# how much will my boots pack out?



## surferbum21 (Aug 19, 2008)

I just picked up a new pair of Sabbaths over at whiskeymilitia. I have the ones from 2 years ago in a 9 and they were a lil bit snug so i went for a 9.5. well they feel just as tight if not tighter. i've tried wearing around the house for a week and my toes are raw from rubbing the front. should i exchange for a 10 or will these pack out pretty good? I wear a 9 in every skate shoe i have ever bought. guess i'm finally a big boy in the double digit shoe size?


----------



## Milo303 (Apr 6, 2009)

Can't really put a figure on how much boots will pack out.... Generally speaking a size or maybe even two sizes can be expected...

Each boot is different as far as sizing goes. I wear a 14 normally and 14 Vans Cirros were a bit snug when I got them right... Well they've over packed slightly in my right boot so I had to buy tongue eliminators from tognar.
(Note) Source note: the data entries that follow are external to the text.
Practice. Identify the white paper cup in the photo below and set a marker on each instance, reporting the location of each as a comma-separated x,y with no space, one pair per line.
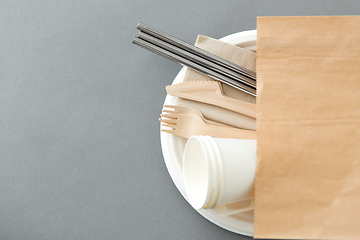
218,172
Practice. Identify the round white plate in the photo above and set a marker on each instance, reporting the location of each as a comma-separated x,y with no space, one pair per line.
173,147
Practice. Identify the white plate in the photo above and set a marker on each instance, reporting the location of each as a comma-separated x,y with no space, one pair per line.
173,147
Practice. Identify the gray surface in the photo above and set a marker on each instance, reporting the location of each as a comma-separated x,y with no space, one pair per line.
79,145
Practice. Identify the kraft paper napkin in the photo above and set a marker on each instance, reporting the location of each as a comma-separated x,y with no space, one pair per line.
237,55
308,124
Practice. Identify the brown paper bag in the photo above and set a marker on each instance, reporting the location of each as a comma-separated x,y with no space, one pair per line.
308,121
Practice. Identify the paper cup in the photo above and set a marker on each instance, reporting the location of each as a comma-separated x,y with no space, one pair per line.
218,172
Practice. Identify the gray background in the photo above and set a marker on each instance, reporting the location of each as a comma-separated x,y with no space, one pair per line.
80,154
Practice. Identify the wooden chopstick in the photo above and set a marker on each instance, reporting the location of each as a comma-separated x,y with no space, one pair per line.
174,57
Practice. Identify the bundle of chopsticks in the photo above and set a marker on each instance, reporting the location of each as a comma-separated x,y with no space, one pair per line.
196,58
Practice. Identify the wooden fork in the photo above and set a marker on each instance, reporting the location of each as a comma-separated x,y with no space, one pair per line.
187,125
187,110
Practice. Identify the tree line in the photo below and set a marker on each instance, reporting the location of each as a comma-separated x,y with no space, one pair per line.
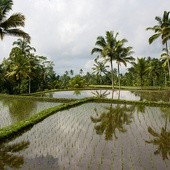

My advice is if they're hurting you that bad you should go up a half size buddy... If anything you can wear thicker socks or get pads from tognar if they do over pack slightly.


----------



## Csanto23 (Feb 23, 2010)

I'm having the same problem. My sneaker size is a 11.5 and I went with an 11, and my longest toe on my left foot was killing me yesterday. 

Shit happens, I wonder if I can exchange for a 11.5...


----------



## leif (Dec 10, 2009)

I'd suggest buying half size smaller than your shoe size, or to the point where your toes are rubbing against the front just a bit (not uncomfortably, but you can definitely feel it). This way when they are finished packing out they will fit perfectly. Also, riding is different than walking around. I bought size 8 32 lashed and even though my toes were rubbing in the store and at home, when i strap in now and ride for 3+ hours they feel amazing.


----------